Leaders at Wipro Technologies give insight into the relevance of big data technology trends to manufacturing companies.
Over the last year, the technology media has been dominated by headlines about the challenges posed to businesses, in managing ‘big data’ and the ‘data deluge’.
Organisations are being forced to re-assess the ways in which they store, manage and analyse their data across sectors, ranging from healthcare to retail, financial services to utilities; and the manufacturing industry is no exception.
Given the numerous stages involved in manufacturing processes across operations, production and the supply chain, the quantity and type of data generated from multiple and disparate sources is huge.
Identifying big data in manufacturing
In simplistic terms, big data for manufacturing can be the data generated from machines, devices, telematics, social sources and more.
Harnessed in the right way, this plethora of information has the potential to transform the way a business operates – lowering manufacturing cost, reducing warranty costs, introducing new products and services, rationalisation of supply chain and inventory, to name a few.

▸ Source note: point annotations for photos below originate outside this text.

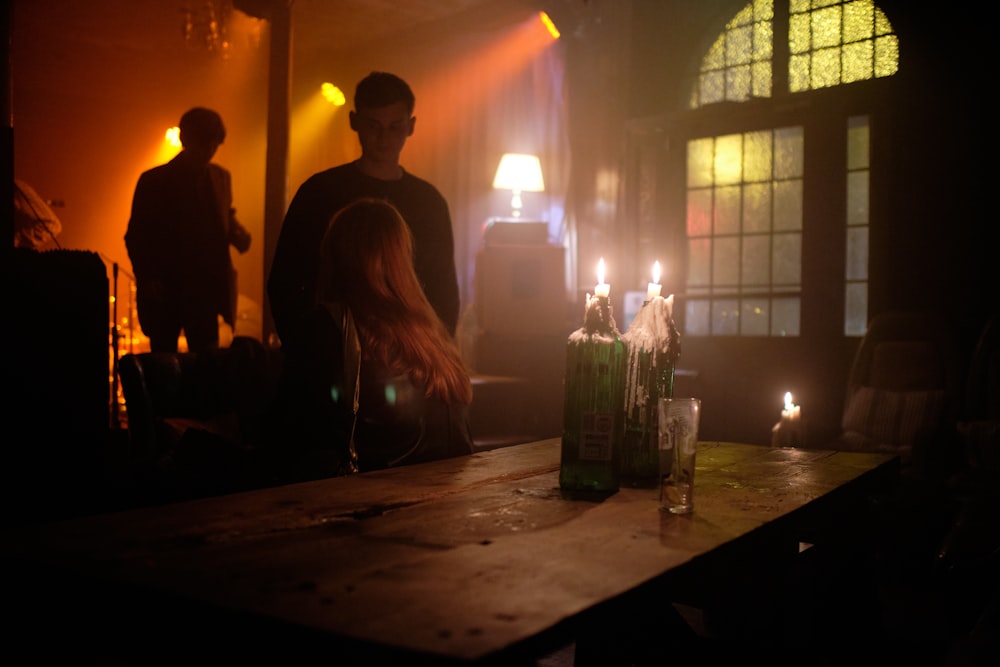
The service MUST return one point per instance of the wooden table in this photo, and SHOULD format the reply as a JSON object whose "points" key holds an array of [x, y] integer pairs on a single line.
{"points": [[478, 558]]}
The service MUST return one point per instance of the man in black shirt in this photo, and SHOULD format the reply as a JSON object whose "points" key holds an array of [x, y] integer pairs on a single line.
{"points": [[383, 118]]}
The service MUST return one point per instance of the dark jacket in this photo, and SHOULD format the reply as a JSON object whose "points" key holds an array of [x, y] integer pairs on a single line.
{"points": [[292, 280], [181, 241]]}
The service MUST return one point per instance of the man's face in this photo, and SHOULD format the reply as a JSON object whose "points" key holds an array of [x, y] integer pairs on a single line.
{"points": [[383, 131]]}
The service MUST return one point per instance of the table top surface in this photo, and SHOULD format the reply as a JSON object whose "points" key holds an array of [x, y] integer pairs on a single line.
{"points": [[461, 559]]}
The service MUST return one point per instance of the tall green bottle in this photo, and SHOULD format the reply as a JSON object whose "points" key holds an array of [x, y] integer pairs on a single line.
{"points": [[594, 397], [653, 346]]}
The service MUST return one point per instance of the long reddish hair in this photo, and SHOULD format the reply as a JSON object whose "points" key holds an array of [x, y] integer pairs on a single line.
{"points": [[366, 263]]}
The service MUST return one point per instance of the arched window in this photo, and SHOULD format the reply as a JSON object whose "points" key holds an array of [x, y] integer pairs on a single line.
{"points": [[745, 190]]}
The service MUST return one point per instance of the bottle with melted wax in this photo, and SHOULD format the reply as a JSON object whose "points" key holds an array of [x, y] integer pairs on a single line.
{"points": [[653, 346], [593, 404]]}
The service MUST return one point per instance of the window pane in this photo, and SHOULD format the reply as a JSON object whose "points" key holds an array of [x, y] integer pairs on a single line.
{"points": [[825, 68], [859, 21], [798, 33], [738, 83], [786, 317], [763, 40], [725, 317], [857, 253], [754, 319], [857, 197], [700, 163], [856, 309], [727, 210], [696, 317], [728, 159], [788, 152], [787, 259], [699, 212], [763, 10], [762, 79], [857, 62], [756, 261], [757, 208], [726, 263], [757, 157], [798, 73], [699, 262], [826, 27], [788, 206], [739, 46]]}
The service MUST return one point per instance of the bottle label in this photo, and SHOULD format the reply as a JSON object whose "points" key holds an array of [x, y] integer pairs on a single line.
{"points": [[596, 436]]}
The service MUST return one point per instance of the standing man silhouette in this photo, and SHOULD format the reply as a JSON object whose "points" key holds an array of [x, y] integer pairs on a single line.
{"points": [[178, 239], [383, 118]]}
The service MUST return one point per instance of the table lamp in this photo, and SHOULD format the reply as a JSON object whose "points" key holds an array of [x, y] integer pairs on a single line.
{"points": [[519, 173]]}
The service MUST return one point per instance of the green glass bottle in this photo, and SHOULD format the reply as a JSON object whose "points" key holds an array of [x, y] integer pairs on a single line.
{"points": [[594, 397], [652, 344]]}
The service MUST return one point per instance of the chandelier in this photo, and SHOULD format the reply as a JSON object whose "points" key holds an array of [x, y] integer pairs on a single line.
{"points": [[206, 25]]}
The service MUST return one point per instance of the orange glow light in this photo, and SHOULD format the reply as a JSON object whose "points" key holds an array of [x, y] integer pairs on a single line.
{"points": [[549, 25], [333, 95], [173, 137]]}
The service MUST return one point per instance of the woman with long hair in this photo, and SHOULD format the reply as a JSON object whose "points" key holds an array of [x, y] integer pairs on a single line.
{"points": [[377, 380]]}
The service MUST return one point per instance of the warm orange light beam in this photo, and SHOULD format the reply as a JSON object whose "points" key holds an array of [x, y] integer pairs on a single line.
{"points": [[549, 25], [481, 78]]}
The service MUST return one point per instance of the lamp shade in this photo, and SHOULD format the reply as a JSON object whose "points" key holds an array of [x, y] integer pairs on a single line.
{"points": [[519, 172]]}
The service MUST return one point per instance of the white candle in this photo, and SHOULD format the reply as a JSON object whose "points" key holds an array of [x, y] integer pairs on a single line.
{"points": [[653, 288], [791, 412], [602, 288]]}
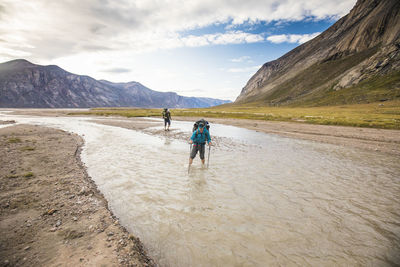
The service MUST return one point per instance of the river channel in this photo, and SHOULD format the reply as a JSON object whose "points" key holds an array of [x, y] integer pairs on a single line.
{"points": [[265, 200]]}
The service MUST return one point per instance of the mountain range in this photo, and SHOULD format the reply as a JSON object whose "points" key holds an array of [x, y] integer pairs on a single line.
{"points": [[27, 85], [356, 60]]}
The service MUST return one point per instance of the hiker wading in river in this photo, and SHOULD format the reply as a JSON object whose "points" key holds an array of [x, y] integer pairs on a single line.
{"points": [[167, 119], [199, 139]]}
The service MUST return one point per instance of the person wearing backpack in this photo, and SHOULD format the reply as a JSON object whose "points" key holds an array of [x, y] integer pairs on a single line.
{"points": [[199, 138], [167, 119]]}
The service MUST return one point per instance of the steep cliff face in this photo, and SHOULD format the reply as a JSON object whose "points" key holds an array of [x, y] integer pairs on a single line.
{"points": [[359, 46], [26, 85]]}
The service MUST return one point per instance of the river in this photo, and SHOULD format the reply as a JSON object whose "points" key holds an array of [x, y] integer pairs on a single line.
{"points": [[265, 200]]}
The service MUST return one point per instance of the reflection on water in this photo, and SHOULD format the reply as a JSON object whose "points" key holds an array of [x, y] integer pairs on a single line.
{"points": [[265, 200]]}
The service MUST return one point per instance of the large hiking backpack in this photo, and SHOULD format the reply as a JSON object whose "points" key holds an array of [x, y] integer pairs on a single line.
{"points": [[204, 122]]}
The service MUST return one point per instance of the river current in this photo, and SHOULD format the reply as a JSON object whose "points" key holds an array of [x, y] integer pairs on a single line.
{"points": [[265, 200]]}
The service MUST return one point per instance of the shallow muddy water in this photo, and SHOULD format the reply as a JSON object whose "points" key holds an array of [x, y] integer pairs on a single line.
{"points": [[265, 200]]}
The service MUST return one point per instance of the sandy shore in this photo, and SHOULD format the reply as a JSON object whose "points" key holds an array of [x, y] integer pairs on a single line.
{"points": [[51, 212], [377, 140]]}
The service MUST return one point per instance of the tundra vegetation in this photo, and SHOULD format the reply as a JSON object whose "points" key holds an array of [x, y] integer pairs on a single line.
{"points": [[385, 114]]}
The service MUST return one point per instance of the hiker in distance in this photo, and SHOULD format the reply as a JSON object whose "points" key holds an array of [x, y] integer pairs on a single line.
{"points": [[199, 138], [167, 119]]}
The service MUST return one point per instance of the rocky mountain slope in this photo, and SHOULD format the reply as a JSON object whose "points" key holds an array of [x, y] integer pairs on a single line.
{"points": [[26, 85], [356, 60]]}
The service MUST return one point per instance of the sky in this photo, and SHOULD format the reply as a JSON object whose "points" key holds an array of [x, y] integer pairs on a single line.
{"points": [[202, 48]]}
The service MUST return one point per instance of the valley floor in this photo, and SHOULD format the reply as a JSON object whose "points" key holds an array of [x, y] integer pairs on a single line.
{"points": [[51, 213], [379, 140]]}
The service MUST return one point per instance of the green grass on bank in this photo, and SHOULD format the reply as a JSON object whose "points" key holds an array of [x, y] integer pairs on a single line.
{"points": [[374, 115]]}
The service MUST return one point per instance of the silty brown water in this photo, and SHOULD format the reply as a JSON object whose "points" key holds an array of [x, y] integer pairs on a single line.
{"points": [[264, 201]]}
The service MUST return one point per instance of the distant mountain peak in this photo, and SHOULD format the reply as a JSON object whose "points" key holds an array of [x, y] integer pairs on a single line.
{"points": [[361, 45], [26, 85], [17, 63]]}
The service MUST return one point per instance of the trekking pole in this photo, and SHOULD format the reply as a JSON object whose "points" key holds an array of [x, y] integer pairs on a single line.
{"points": [[190, 152], [208, 160]]}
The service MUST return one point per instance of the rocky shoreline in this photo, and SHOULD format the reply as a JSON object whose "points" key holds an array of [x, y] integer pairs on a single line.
{"points": [[51, 211]]}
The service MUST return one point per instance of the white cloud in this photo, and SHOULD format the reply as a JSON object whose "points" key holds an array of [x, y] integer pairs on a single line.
{"points": [[55, 29], [291, 38], [245, 69], [241, 59]]}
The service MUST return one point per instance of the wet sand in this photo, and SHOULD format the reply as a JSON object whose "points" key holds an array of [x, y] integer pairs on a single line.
{"points": [[378, 140], [51, 212]]}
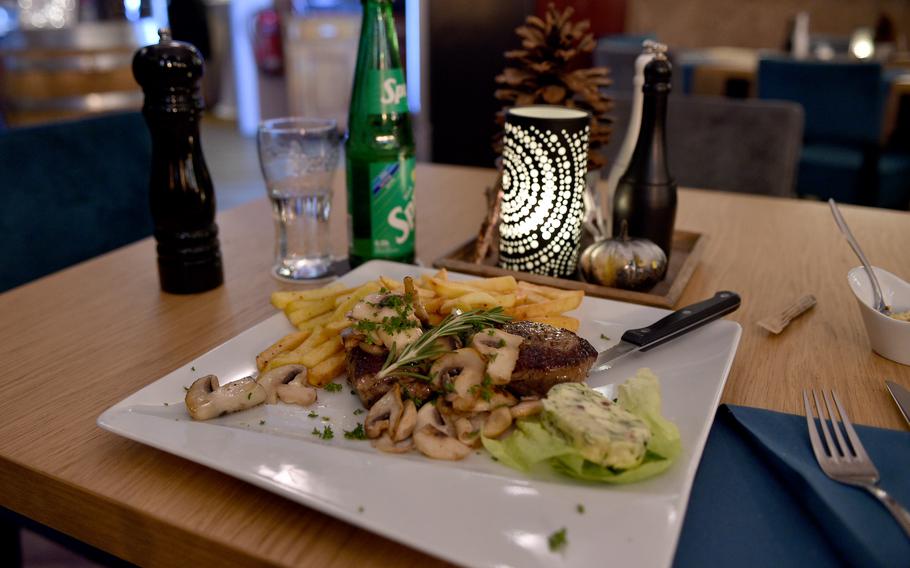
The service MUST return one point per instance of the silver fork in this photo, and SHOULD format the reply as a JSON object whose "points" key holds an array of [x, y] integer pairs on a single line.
{"points": [[847, 463]]}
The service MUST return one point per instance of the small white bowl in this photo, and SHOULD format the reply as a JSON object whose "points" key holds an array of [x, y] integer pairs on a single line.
{"points": [[889, 337]]}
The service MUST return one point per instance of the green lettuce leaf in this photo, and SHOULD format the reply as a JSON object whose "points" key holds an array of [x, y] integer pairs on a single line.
{"points": [[531, 443]]}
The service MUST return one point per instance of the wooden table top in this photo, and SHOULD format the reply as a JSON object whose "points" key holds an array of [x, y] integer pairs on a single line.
{"points": [[74, 343]]}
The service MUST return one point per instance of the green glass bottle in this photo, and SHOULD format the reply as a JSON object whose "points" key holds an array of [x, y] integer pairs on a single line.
{"points": [[380, 146]]}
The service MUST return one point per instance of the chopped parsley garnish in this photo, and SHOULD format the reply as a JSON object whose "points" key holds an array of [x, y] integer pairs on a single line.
{"points": [[356, 434], [326, 433], [557, 540]]}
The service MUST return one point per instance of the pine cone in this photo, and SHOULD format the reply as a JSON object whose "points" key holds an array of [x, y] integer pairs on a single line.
{"points": [[552, 68]]}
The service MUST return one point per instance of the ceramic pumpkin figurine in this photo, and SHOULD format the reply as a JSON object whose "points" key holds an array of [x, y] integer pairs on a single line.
{"points": [[631, 264]]}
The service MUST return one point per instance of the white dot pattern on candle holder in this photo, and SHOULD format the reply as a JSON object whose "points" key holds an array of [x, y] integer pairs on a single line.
{"points": [[543, 185]]}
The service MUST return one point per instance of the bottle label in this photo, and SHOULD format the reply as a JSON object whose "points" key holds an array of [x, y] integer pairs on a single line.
{"points": [[392, 217], [386, 91]]}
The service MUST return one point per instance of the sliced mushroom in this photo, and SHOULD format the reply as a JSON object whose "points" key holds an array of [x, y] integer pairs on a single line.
{"points": [[467, 430], [385, 444], [433, 439], [461, 362], [283, 375], [501, 351], [297, 391], [406, 423], [498, 422], [526, 408], [384, 414], [498, 398], [207, 399]]}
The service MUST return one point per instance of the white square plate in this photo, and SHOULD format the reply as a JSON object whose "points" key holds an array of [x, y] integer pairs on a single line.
{"points": [[475, 512]]}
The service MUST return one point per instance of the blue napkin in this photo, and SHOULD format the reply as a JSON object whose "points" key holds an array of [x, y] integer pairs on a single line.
{"points": [[760, 499]]}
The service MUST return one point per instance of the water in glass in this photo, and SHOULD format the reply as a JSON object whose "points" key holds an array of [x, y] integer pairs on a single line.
{"points": [[298, 159]]}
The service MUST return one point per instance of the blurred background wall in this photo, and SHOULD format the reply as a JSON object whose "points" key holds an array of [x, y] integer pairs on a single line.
{"points": [[754, 23]]}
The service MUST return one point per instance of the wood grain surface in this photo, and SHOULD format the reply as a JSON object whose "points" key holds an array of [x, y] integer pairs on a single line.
{"points": [[76, 342]]}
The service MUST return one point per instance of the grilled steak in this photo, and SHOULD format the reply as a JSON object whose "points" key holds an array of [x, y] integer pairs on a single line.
{"points": [[362, 369], [547, 356]]}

Making big data useful in manufacturing
However, finding the right business case to make sense of such a wealth and variety of data is important. Some of the key use cases for leveraging new age data are improved customer service and effective warranty management by leveraging device data analytics, better inventory management using telematics data, reduced equipment downtime by means of machine data analytics (data generated from the machines used for manufacturing products).
Trying to analyse big data to generate an integrated and complete image of one’s business can seem daunting. According to a recent survey commissioned by Wipro and conducted by the Economist Intelligence Unit, of over 300 businesses, only one out of six manufacturers have data management strategies in place to collate large volumes of data. The task of integrating big data into traditional IT infrastructure requires a right mix of processes, technologies and talent.
Crafting a big data strategy
Firstly, consider the business case for data analysis. Although it is important to source as much information as possible from all parts of an organisation, not all of this data is likely to give relevant business insights. Organisations must identify which business processes are likely to benefit from data analysis, and go from there, rather than taking a broad brush approach.
Secondly, in order to build a strong foundation, one must base-line the data processes and identify data sources, before undertaking the data journey. One needs to identify data which is relevant to one’s business, from the overall data universe. And identify external and new age data sources to plug gaps to implement a robust system for data governance.
Thirdly, it is important to identify gaps in one’s current technology landscape and select best of breed technologies, to complement the existing IT infrastructure to handle external and new age data. Also, it is important that appropriate technologies are leveraged for data dissemination, visualization and predictive analytics.
Data is becoming more complex and disparate than ever before and it is not something that organisations – particularly those in the manufacturing industry – can ignore. Integrating data from multiple channels and sources can pose a challenge, but with the right approach the results can be overwhelming: improved business operations, streamlined process and, most importantly, increased visibility across the organisation.